Peterborough’s new waterfront Canadian Canoe Museum has received even more national recognition, along with the local architectural firm responsible for the museum’s design.
The museum has been featured on the cover of April’s Canadian Architect, one of the most respected design publications in the country, with the magazine also recognizing the work of Peterborough-based Unity Design Studio (formerly Lett Architects Inc.).
Construction of the new facility began in late 2021, but faced delays due to the impact of the pandemic on the construction industry, including supply chains and material and labour shortages. The museum opened its doors two-and-a-half years later, in May 2024.
“On the Canadian Canoe Museum project, Unity faced a challenging set of conditions: a constrained budget, a site different than the one they had initially designed for, and a compressed timeframe for construction,” writes Javier Zeller, an architect working in Toronto with Diamond Schmitt Architects, in the Canadian Architect story.

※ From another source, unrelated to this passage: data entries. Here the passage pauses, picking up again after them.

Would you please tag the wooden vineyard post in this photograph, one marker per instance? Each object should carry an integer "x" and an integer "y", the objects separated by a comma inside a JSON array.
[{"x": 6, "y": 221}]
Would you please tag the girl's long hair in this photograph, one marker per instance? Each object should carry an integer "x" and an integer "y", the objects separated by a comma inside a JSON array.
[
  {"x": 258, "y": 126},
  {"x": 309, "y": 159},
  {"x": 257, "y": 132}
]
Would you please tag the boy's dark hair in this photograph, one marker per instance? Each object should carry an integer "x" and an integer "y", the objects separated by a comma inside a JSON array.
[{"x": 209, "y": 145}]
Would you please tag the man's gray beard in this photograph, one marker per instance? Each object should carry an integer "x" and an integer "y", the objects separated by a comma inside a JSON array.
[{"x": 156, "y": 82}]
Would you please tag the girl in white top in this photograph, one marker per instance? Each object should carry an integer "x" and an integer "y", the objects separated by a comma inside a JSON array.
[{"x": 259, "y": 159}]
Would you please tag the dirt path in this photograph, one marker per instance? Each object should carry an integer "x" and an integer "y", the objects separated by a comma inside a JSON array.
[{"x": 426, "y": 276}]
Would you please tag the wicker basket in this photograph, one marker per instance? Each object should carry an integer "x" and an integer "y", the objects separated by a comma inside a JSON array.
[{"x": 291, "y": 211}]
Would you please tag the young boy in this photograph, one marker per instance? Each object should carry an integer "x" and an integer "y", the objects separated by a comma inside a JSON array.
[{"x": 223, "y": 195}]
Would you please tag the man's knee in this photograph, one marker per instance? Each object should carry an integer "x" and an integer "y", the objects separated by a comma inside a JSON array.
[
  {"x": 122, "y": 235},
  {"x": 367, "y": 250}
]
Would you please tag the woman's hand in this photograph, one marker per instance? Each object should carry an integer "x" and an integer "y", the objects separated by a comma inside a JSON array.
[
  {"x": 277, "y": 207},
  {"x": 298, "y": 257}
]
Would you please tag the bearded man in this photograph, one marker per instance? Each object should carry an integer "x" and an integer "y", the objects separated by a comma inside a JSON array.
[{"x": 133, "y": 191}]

“Unity nonetheless delivered a much better building than would have been expected in the circumstances they faced. With a restrained palette of materials and controlled spatial sequence, Unity Architects has created a place that connects the visitor to the artifacts through material and movement.”
Designed to reflect the form and spirit of the canoe, the two-storey 65,000-square-foot building features mass timber construction and a warm, natural palette that connects visitors to the surrounding land and water. A 17,000-square-foot exhibition hall anchors the experience, alongside spaces for learning, programming, and community engagement.

“We knew from the beginning this had to be more than just a place to display canoes,” says Unity design principal Michael Gallant in a media release. “It needed to reflect their meaning-connection, movement, storytelling — and invite people to experience those values firsthand.”
“Constraints like a tight site and floodplain restrictions didn’t limit the design — they focused it. They pushed us to think vertically, to create a procession, and to use every inch of the building to celebrate the canoe and its connection to water.”
Unity Design Studio has a longstanding relationship with the Canadian Canoe Museum, the release states, adding “designing its new home has been a true honour.”
For the design and building of the new facility, The Canadian Canoe Museum took an integrated project delivery (IPD) approach.
Unlike traditional design and construction delivery methods, IPD is a collaborative approach where all project stakeholders are brought on board at the very beginning of the project, sign a multi-party contract, and share the responsibility for the project — including the financial risk.
“From site selection to construction, we were walking the path with the client, not just for them,” says Unity managing principal Bill Lett. “That level of trust and shared purpose shaped every decision and brought out the best in everyone involved. With trades, architects, and clients all in one room, ideas flowed, egos took a back seat, and solutions came from every corner of the team. Integrated project delivery wasn’t just a method, it was a mindset.”
The Canadian Architect coverage is only the latest recognition of The Canadian Canoe Museum. In March, the museum was named in TIME magazine’s list of the world’s greatest places to visit in 2025 — and the only Canadian destination on the list.
That recognition came just two months after the museum was mentioned in a similar list published by the New York Times, and a year after the museum was named one of the Best Cultural Spots on National Geographic’s Best of the World list.